I manage a LAN with a list of users accessing their NFS-shared homes while being auhtenticated via NIS/YP (CentOS/Fedora-based clients and servers).
I'm in the painful process of migrating out of NIS/YP (which is slowly but irreversibily being phased out on Red Hat and the like) to what seemed the least-difficult-to-setup replacement for the authenticating part, SSSD (for the clients) and LDAP (for the user database on the servers).
After a number of trials, I've reached what seems an acceptably working setup and started considering a hardening of security but there is something that keeps eluding me.

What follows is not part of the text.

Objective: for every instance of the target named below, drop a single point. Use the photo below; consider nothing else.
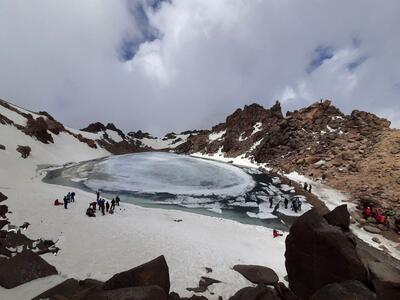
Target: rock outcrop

Mostly everywhere, standard ACLs for querying an LDAP database in order to authenticate users that are logging in are something of this sort:
olcAccess: {0}to attrs=userPassword by self write by anonymous auth by * none
olcAccess: {1}to attrs=shadowLastChange by self write by * read
olcAccess: {2}to * by * read
and everything works without problems.
Since I'd rather not let users peek into each other's records, I modified the last one to:
olcAccess: {2}to * by * none
Then I found the 'olcRequires: authc' that should disable anonymous bindings to LDAP (seems an improvement in security, no?) and enabled it, and everything seems to keep working.
Then again, looking at the first ACL, you see that anonymous authentication against a user password is still authorized (which seems redundant if the previous rule is in effect) and I tried removing it:
olcAccess: {0}to attrs=userPassword by self =wx by * none
and nothing works anymore.
Keeping on reading, I found the catch to be that SSSD must be able to minimally query the database in order to retrieve enough structure to convert an username like 'foo' into an LDAP Distinguished Name as 'uid=foo,ou=People,dc=example,dc=com' that LDAP is then able to process.

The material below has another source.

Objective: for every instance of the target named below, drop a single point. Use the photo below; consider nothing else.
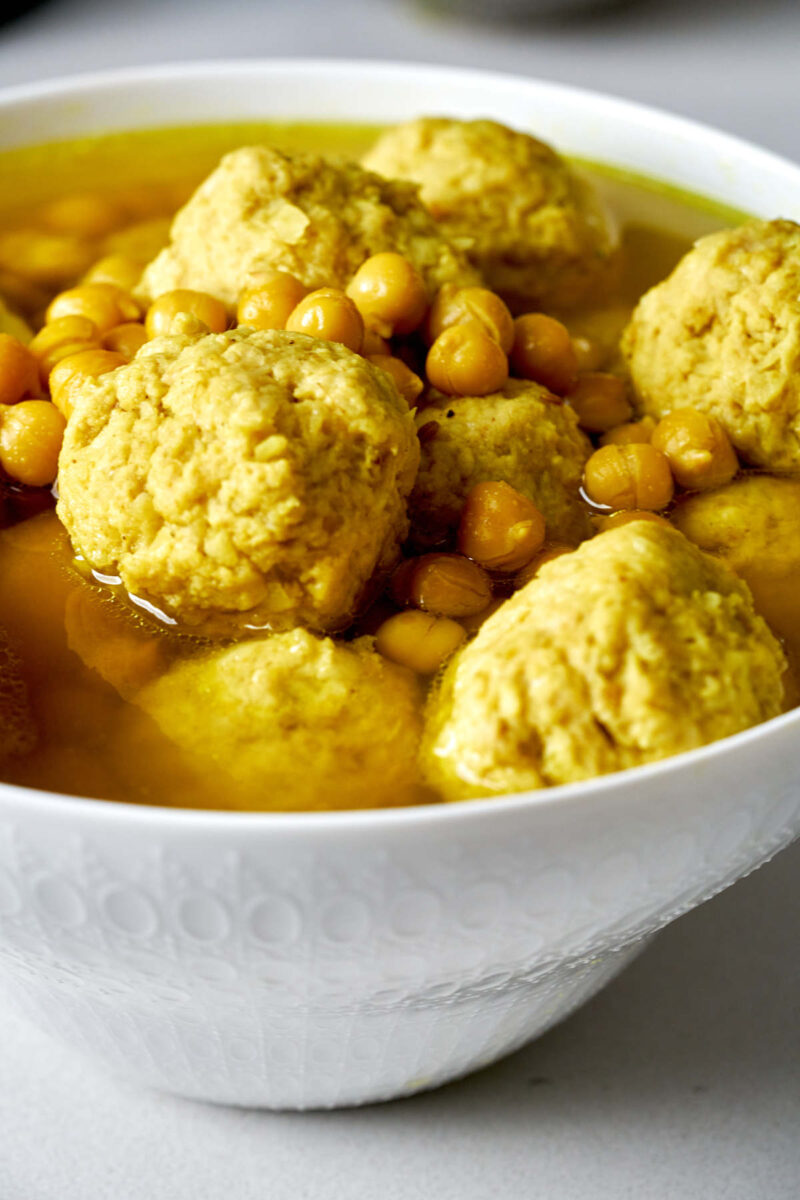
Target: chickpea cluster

I understand that SSSD is able to use a 'proxy user' to do just that, so I added such a user in my database, configured SSSD to use it:
ldap_default_bind_dn = cn=autobind,dc=example,dc=com
ldap_default_authtok = verysecretpassword
and, I thought, I added the necessary ACLs to let it just do its work:
olcAccess: {0}to attrs=userPassword by self =wx by dn="cn=autobind,dc=example,dc=com" =x by * none
olcAccess: {1}to attrs=shadowLastChange by self write by dn="cn=autobind,dc=example,dc=com" read by * none
olcAccess: {2}to * by dn="cn=autobind,dc=example,dc=com" read by * none
Needless to say, it does not work - not only to login, which could very well be SSSD being misconfigured, but the database itself becomes unqueriable returning error 49 (Invalid credentials) even via ldapsearch.

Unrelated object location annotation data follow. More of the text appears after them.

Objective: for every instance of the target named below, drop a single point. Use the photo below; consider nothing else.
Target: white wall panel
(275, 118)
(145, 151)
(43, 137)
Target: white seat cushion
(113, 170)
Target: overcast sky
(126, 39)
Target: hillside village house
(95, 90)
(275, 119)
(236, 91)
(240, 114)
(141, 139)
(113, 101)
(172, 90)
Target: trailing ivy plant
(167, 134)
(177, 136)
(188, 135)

Re-adding by anonymous auth makes it work again; obviously, there is something I'm not getting correctly.
I understand it does not seem like a big deal, apart from that 'anonymous' appearing within my ACLs that irks me very much but does not appear to be able to access anything of importance.
So, my questions are: is it a more secure configuration one where 'anonymous' access is completely removed in the ACLs for my LDAP user database, eventually replacing its necessary functions with those of a proxy user specific to SSSD usage? If not, what would you do to further harden security?